Nothing made that point more tragically clear than the shooting that occurred almost 24 hours later in Orlando, Florida. There, Jason Rodriguez turned himself in after cops surrounded his home, accusing him of shooting six people, killing one, in a Florida high rise. Rodriguez had no military background. He worked in at an engineering firm, not as a mental health profession. But he, like Hasan, was purportedly compelled to pull the trigger and shoot into a crowd.  The only thing they likely had in common was a deep, troubling mental illness. “Mass shooters are impelled by a mental disorder, revenge, some type of ideological motivation or even perversion,” says Dr. Jeffrey Lieberman, chairman and professor at the Department of Psychiatry at Columbia University.

But to what end? What satisfaction do these killers get from attacking people in a public setting?   “Sometimes, if they have some kind of delusion, these people feel that the group is a person,” explains Dr. Moss.  “They see everyone as part of a conspiracy, out to get them.  In the shooter’s mind, it is specific, because he chose that group.”
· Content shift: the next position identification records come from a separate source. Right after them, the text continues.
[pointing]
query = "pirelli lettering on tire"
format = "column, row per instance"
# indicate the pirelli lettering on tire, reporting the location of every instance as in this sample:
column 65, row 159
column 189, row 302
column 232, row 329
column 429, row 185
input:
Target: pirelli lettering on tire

If these two men really are guilty of such crimes, could Hasan’s actions have impacted Rodriguez? Perhaps, says Lieberman. For those unstable enough to be considering such a thing, recent attacks can be triggering. “There is a contagion effect; there’s enough people out there who are mentally unstable and emotionally fragile that they can be influenced by the cultural environment,” he says.

A scary thought in a country that's seen more than ten mass killings in the past ten years. Something is triggering these killers, whether it's internal conflict, external stimulus, or a combination of both. Either way, the challenge is to discover what's  motivating the shooters ahead of time, instead of wondering why after tragedy strikes.